David Jakim, a Port Washington resident who teaches environmental literacy at Queens College, said ATV riders are also damaging parts of Hempstead Harbor Nature Sanctuary.

“They destroy all the vegetation they ride over,” Jakim said of ATV tires. “And they compact the soil so that vegetation cannot come back very readily; it takes more time.”

The loss of vegetation resulting from the use of all-terrain vehicles destroys habitat for wildlife, Jakim said, adding that “it affects the overall biodiversity.”

Some riders oppose the ban and lament additional restrictions on an activity they enjoy.

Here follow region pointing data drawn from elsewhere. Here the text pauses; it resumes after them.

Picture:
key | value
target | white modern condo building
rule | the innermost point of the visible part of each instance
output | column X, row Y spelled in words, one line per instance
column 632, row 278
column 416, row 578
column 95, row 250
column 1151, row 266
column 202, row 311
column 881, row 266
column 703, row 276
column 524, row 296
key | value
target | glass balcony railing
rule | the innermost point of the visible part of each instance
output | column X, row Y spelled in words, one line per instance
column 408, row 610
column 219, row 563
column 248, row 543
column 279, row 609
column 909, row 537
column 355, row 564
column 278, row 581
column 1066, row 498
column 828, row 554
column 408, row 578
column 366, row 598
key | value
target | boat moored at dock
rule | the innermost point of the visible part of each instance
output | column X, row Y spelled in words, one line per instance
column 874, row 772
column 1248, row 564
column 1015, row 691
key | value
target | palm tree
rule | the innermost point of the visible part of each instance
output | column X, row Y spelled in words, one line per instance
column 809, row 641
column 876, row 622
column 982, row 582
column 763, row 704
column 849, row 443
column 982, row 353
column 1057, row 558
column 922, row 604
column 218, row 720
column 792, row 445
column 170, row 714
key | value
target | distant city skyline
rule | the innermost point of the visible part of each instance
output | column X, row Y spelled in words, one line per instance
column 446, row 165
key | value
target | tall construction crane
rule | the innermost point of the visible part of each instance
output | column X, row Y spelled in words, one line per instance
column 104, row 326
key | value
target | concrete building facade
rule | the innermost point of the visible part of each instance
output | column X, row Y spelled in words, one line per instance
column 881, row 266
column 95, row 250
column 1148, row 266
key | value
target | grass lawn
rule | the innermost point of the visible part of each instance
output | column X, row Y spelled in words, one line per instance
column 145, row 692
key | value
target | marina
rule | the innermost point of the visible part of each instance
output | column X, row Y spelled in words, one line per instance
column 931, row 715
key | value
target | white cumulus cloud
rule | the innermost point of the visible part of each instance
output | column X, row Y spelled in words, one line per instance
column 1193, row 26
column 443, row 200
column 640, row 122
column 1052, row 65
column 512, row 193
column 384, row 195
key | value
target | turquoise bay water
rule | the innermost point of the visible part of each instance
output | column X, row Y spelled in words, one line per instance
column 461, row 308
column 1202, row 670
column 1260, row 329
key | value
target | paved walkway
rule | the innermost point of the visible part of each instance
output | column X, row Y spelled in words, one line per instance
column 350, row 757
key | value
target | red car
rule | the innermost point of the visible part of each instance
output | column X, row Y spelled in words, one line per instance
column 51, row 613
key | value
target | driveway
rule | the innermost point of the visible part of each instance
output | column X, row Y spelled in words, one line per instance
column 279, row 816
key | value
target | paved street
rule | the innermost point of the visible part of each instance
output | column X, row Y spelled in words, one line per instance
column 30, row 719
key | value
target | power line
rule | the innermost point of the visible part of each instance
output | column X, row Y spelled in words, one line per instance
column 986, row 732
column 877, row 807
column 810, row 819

Steve Mack, a Rockville Centre resident and vice president of Long Island Off Road, a Lake Grove-based group for enthusiasts that has 60 to 70 members, owns six ATVs that he keeps on private property in Hancock, in upstate Delaware County.

“I’m an off-road enthusiast,” Mack said. “But personally, I feel for anyone who likes to ride their ATV on Long Island. I have to drive three hours north to enjoy the sport I and my family love.”

Mack said that he and his organization will abide by any ATV riding laws, but that they’re concerned about how few designated trails New York State has for off-road activities.

“Overall, we don’t like laws that ban our off-roading recreational use,” Mack said. “But on Long Island, we understand we’re very thickly populated and not everyone is a fan of the noise and the dust that arises, and we need to respect that.”

If it approves a ban, North Hempstead would join neighboring municipalities, such as Oyster Bay, with similar laws. Nassau and Suffolk counties have bans prohibiting ATVs on county property. Nassau’s law allows authorities to confiscate ATVs from those caught riding.

North Hempstead’s proposal would apply to town-owned property, such as parks, driveways and parking lots, but not to a resident’s private property.

The proposal is a good start, but it still needs one tweak, said councilwoman Dina De Giorgio, one of the council’s most outspoken members on the issue.

“It’s missing the penalty of impoundment,” De Giorgio said. “I have no appetite for voting on this law without it having the impoundment provision."

Clarification: A previous version of this story mischaracterized David Jakim’s comments about one of the effects of ATV tires.